Connecticut Light & Power and Greenwich DPW road crews today are trying to reopen the town’s main north-south and east-west routes that are blocked by downed trees and wires.
So far about 5o of the approximately 120 blocked roads have been reopened.
Main north-south streets, such as Round Hill and Riversville roads Lake Avenue and King Street, are still blocked.
There are also a few CL&P crews are working to restore power in town.
If everything goes well, will take several days for all the power is fully restored.
Hurricane Irene did not caused as much damage as the March 2010 nor’easter.
However, town officials say Irene was worse than the nor’easter, because with coastal and overland flooding caused so much damage.
The damage in Greenwich is much less than in other parts of the state.

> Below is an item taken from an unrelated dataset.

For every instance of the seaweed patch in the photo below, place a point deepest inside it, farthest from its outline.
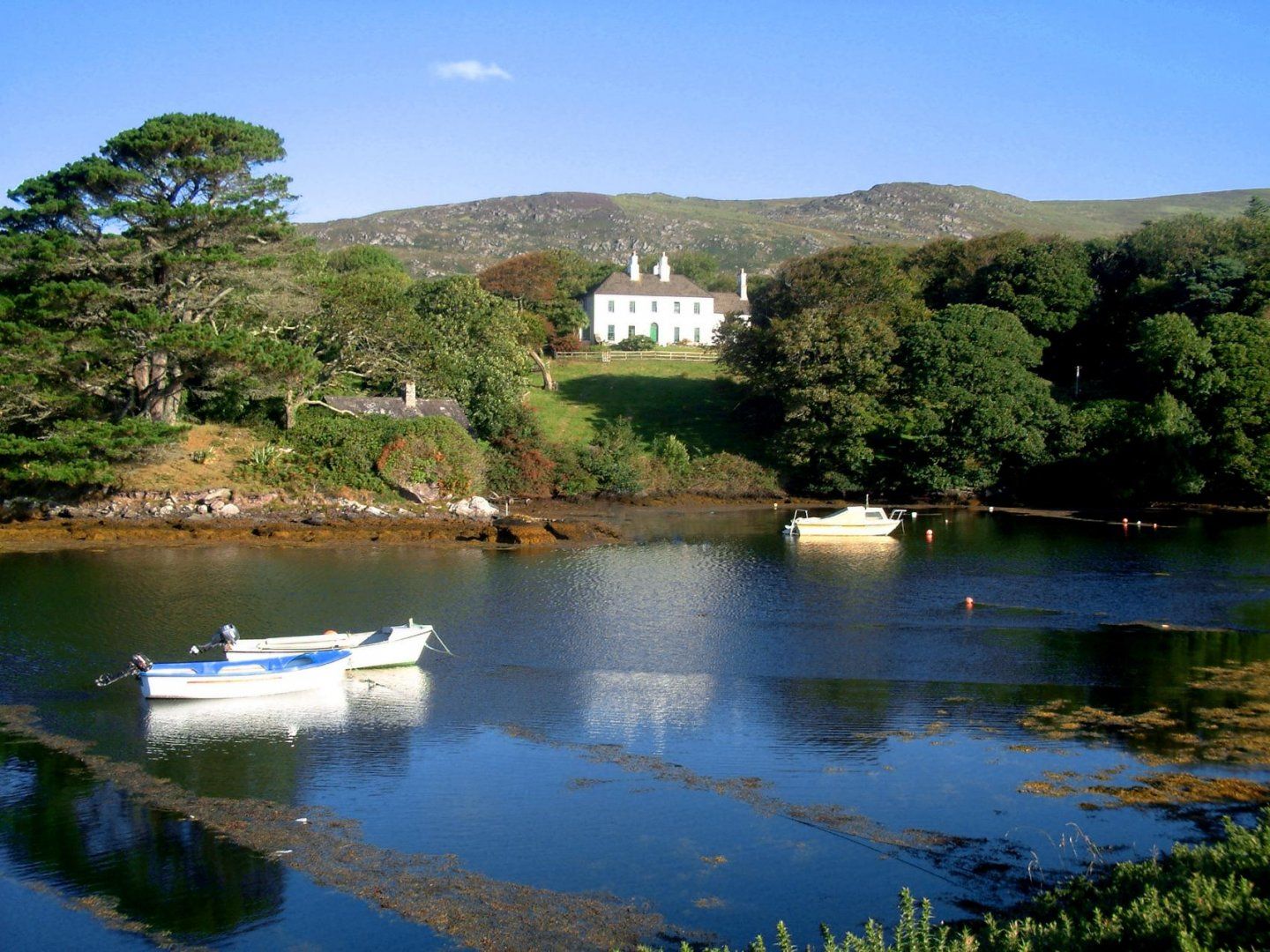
(430, 890)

Currently, 11,800 CL&P customers are in the dark in Greenwich.
Over and over, CL&P has pointed out that Greenwich is better off than the 33 small municipalities in the state of Connecticut that are totally without power.
CL&P has brought in crews from other states to help in the recovery effort, and they are staying at the Hyatt Regency in Old Greenwich.
There are about about 75 workers – based at the Hyatt, but they are also working in other cities and towns, such as New Milford and Newtown.
There are about 20 crews on the streets of Greenwich during the day. The majority of these crews are paired with Greenwich DPW crews that are clearing roads in town. These crews are working in 16 Hour shifts.